他のポケモンでサポートしたいが、バタフリーの場合はモルフォンより状況が悪い。モルフォンはそれ自身がアタッカーなので他をサポートに回せるが、バタフリーは自身がサポート役であり、他はアタッカーに回したい。
なんか似たような状況に陥ったことあるなと思ったらココロモリと同じなんだな。どちらも無効・重複抵抗を狙って素で繰り出すのがスキル的に有功なんだけど、そう上手くもいかないわけでありまして。
もんもん。
■ボーマンダ
我輩はドラゴンである。速度はまだない。まもるをどこに置き忘れたかとんと見当がつかぬ。・・・
カイリューと違って速く、両刀気味。とはいえ速いドラゴンならガブリアスのほうが攻撃範囲が広く、特殊龍ならサザンドラのほうが威力が高い。威嚇さん頑張れ威嚇さん。
どうにも汎用性高すぎて運用に迷う。鋼以外に攻撃が通るというのもそうだけど、龍以外に抜群が取れないのも要因。相性ゲーに中立地帯作ってる感じ。いや抵抗面は優秀なんだけどさ。それがドラゴンってもんなのかな。いろいろ勉強になりそうな一匹。
■ミカルゲ
ゴースト、エスパー、悪の特殊攻撃が嫌だった。その気持ちは鰤において顕著だった。
これらの攻撃を苦手としながらの戦闘は、のびのびと万全の力を発揮できないために窮屈である。弱点が変わらぬままなら、それをカバーせんとする戦略戦術のほうも凝り固まる。
解決は簡単である。数匹を強力なポケモンと入れ替えるだけなのだから。実行に移す、という小さな一歩が私には踏み出せなかった。問題解決の容易さは、実行だけができない私を責め立てるかのようであった。
幾夜、枕を濡らしたことだろう。20+αの枠数を上手く活用しきれていいない私はなんと情けないことかと思わずにはいられなかった。
恵まれた環境に、活かしきれない無力感。この世界に無駄があるなら、まず私が筆頭に上げられるべきだと信じていた。自分の殻に閉じこもり、ついに逆立ちの傲慢さを獲得したわけである。
ひとつの光明が見えた。300BPがたまり、コロンチケットが手に入った。1枚だけで魔法のような解決は望むべくもなかったが、これで状況は改善されるだろうし、何よりこの暗闇がこれから明るくなっていくはずだ──という酩酊が何よりの救いとなった。

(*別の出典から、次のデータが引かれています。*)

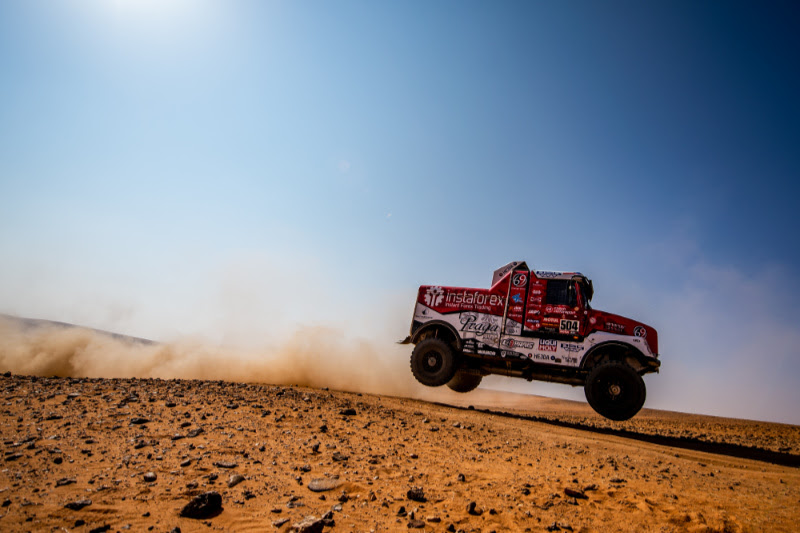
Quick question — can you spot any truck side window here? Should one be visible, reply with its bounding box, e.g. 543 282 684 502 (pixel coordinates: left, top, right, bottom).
547 279 578 307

酩酊の夜、その日付だけは不思議と覚えている。この記念日を思うことで翌日からの悪夜を楽に過ごそうという計算が意識の裏で働いたのだろう、と今は考えている。その理解に至ったときは、何か神聖なものを自慰の道具に貶めたようで、自分をひどく恥じたものだった。
ふと気が付くと、ミカルゲを捕獲していた。一般に悪タイプはエスパーを無効にし、ゴースト悪に抵抗を持つ。しかしミカルゲは後ろ二つが等倍である。補正なしで鰤に出られるとはいえ、弱点の補強材としては中途半端もいいところだった。これだから「酩酊」に終わるのだと、もはや諦観していた。
とうに酔いは冷めており、状況は半歩程度の改善にとどまった。残るは悪夜の連続のみである。次のコロンチケットまで、まだ長い。また来る酩酊にわずかな希望をつなぐ惨めな出発の日は、月曜日に似ていた。